There are some dates that stick in the memory – Thursday 9 November 1989 is one of them. The day east met west, the day the Berlin Wall fell. Today marks the 25th anniversary since the border was officially reopened, and to commemorate this, I thought I’d take a look at some of my favourite hidden gems produced in modern-day Germany.
It’s often said how quickly the world changes – to put it into context, here’s some things that happened at the end of 1989:
- North America’s first commercial dial-up internet connection was launched
- Walmart opened its first store
- The first African-American mayor of New York City was elected
- Lisa Stansfield hit the top of the UK Charts with All Around The World
- David Hasselhoff famously performed his hit song (number one in Germany for eight weeks that spring) Looking For Freedom next to the wall
Even though the Germans don’t get a day off work, why not sit back in front of the fire and toast them with some of their finest? Jägermeister and Asbach Uralt may be the first German brands to come to mind, but they’re certainly not alone, with Germany producing a wide range of fine spirits and liqueurs. They’re also dabbling in the world of whisky. At last count, we had 70 products from the country available on the site.

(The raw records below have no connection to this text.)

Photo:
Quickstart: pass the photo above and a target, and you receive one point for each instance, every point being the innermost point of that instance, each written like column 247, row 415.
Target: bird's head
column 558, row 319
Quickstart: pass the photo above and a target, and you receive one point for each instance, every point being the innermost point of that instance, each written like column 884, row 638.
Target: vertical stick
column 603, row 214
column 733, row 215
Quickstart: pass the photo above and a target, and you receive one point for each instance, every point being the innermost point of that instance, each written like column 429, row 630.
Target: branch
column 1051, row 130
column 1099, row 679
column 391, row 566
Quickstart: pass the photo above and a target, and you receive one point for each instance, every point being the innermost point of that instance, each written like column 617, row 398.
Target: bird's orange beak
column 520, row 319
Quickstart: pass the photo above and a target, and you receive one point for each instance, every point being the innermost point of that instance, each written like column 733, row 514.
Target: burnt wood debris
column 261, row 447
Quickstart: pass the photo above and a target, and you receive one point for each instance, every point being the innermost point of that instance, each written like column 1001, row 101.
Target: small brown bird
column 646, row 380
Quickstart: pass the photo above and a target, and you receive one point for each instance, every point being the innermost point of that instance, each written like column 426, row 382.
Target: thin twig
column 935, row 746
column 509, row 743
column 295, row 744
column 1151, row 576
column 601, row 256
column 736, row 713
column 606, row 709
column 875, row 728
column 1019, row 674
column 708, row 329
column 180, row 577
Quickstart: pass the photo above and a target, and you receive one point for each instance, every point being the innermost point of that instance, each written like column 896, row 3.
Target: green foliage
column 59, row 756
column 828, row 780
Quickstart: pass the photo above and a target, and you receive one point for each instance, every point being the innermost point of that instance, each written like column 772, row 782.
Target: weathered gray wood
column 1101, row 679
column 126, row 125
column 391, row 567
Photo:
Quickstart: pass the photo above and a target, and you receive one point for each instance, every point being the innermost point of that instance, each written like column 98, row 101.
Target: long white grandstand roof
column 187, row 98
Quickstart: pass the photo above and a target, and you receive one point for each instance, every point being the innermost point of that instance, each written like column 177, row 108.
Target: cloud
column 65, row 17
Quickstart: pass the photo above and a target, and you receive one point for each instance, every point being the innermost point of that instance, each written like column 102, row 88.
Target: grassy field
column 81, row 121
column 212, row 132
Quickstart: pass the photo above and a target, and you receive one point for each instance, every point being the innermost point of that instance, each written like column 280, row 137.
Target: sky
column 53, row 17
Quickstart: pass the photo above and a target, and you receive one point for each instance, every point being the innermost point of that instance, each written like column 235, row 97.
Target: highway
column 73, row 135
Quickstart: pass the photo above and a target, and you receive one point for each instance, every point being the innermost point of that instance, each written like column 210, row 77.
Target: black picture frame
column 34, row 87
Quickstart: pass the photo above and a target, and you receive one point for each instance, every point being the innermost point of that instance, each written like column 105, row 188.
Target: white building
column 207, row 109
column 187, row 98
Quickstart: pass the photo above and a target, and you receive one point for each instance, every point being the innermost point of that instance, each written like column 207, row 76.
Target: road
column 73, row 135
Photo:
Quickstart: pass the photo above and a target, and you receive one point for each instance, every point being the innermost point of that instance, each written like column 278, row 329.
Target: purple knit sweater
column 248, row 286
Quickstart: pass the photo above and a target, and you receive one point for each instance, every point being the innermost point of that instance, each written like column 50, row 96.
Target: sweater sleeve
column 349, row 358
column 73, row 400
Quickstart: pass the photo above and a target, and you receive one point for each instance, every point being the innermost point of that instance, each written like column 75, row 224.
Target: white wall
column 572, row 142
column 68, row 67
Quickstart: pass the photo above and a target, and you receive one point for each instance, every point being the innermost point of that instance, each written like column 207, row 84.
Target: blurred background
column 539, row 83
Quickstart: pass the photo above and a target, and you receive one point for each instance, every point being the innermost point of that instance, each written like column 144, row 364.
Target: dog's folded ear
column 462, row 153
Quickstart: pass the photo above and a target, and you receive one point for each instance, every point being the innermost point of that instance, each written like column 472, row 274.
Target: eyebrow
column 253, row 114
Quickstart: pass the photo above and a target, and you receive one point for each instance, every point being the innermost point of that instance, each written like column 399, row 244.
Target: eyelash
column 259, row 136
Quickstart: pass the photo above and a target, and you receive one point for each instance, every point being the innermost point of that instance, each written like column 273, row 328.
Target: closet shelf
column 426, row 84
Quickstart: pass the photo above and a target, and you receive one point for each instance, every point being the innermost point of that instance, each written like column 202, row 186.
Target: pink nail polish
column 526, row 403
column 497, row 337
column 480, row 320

Here is my pick of the bunch, including lesser-known alternatives, hidden gems and the offbeat:
While Jägermeister is undoubtedly the market leader in the German kräuterlikör (herbal liqueur) category, Kuemmerling has a longer history. First produced in 1921 (14 years before its more famous counterpart) in Deesbach, Thuringia, production moved in 1949 to a new site in Coburg, Bavaria, finally settling in their current home of Bodenheim, Rheinland-Palatinate in 1963. One of Germany’s biggest alcohol brands, this is semi-bitter, and although the recipe is a secret, counts wormwood, liquorice, pimento and spearmint among its ingredients.
Nose: Herbaceous, with clove, menthol and liqorice the most prominent.
Palate: The spices are warming and the bitter liquorice delicately combines with sweeter nutmeg, menthol and an underlying eucalyptus note.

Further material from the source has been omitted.